If you want something like it casaos would be worth a look. You just take a base install of Debian 12 and run their script on it. You’ll get the ease of use that synology has without it fighting you when you want to do something different.
Once you have that going it’s just as simple as getting next cloud going and anything else you want. Which is just one click in the webui. It can manage all the containers you have running on the Fedora vm too. So your reverse proxy, blocky, etc shouldn’t be a problem to run on there.
Unless you REALLY want the synology apps and stuff like that. If that’s the case they go with xpenoloy.
I would also not recommend running essentially a cracked server OS handling maybe your most important files.
If you insist to use some Synology application there is this solution:
I tried that… although I had some issues setting it up.
What’s funny, I thought this would be the hacky solution, while xpenology being the real deal.
They are both hacky, but the Docker image is only handling the tasks you want it too, not the whole system, so if it goes haywire it’s not as bad.
you’re right… I’m already evaluating it now.
I’d really prefer to avoid NextCloud, since it was very slow, in comparison to Synology, on the same hardware.
But thx for the hint abaout casaos. Didn’t know about that. Will definitely have a look at it.
I’ve found nextcloud to be slow too when dealing with 10s of GB or more of data. Anything less that seems to be fine. I don’t use it myself for that reason.
Im running xpenology bare metal installation and im very Happy with it. Allready replaced 2 dead Drives from RAID 6 all working good. It saves me a lot of Time. For example unraid was very nice Bad Had some issues i did Not expect.

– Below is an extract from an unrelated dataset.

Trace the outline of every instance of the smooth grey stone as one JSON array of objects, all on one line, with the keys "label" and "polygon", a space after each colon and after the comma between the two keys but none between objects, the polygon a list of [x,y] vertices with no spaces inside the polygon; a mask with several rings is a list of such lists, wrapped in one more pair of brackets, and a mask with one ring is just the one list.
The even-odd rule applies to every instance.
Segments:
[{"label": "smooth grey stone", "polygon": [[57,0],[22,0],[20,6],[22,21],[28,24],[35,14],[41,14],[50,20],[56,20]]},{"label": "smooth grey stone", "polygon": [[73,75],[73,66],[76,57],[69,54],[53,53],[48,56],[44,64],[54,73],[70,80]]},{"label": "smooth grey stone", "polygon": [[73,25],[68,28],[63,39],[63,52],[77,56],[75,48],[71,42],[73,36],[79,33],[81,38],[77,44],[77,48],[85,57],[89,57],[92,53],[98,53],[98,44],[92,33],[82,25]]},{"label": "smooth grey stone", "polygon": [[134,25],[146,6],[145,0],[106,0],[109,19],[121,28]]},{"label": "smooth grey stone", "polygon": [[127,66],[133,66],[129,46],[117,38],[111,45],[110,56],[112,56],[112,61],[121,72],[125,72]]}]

Why not install proxmox on the bare metal of the NUC, then add VMs and containers inside of Proxmox for your reverse proxy, blocky, and other services? Maybe this is what you are doing and I just don’t understand.
I have Proxmox installed on bare metal in my primary home lab server. I also run a Synology NAS on the side. I’m not running Synology Drive for any clients, but I’ve set it up for others before, and it works great in this configuration.
Sorry, due to a typo, there’s some confusion. I do run proxmox bare-metal, with 2 VMs: Fedora, xpenology.
I’m noodling a plan to do something similar because my synology NAS is running out of space.
But my plan was to have bare metal run proxmox and have xpenology in a proxmox-managed VM.
I’m very much an amateur tinkerer, here, but it’s been my impression that proxmox is a vastly more powerful VM manager than xpenology.
Even in your current setup I’m surprised you don’t have proxmox managing your fedora instance.
I’ve played with proxmox only a little so far, but it seems like it’s purpose-built to be that base-level layer managing everything running on top of it.
Even things like being able to log into each system right in the browser without messing with VNC or some other virtual desktop tool is just baked in.
….but now I wonder if I got the wrong end of the stick here…?
Hoping people who know better than me will weigh in!
Maybe my comment might be a bit misunderstanding, but I do run my Fedora VM within proxmox too. So, I have two VMs, Fedora and Xpenology.
I was just wondering whether the additional VM makes even sense to have it running alongside XP.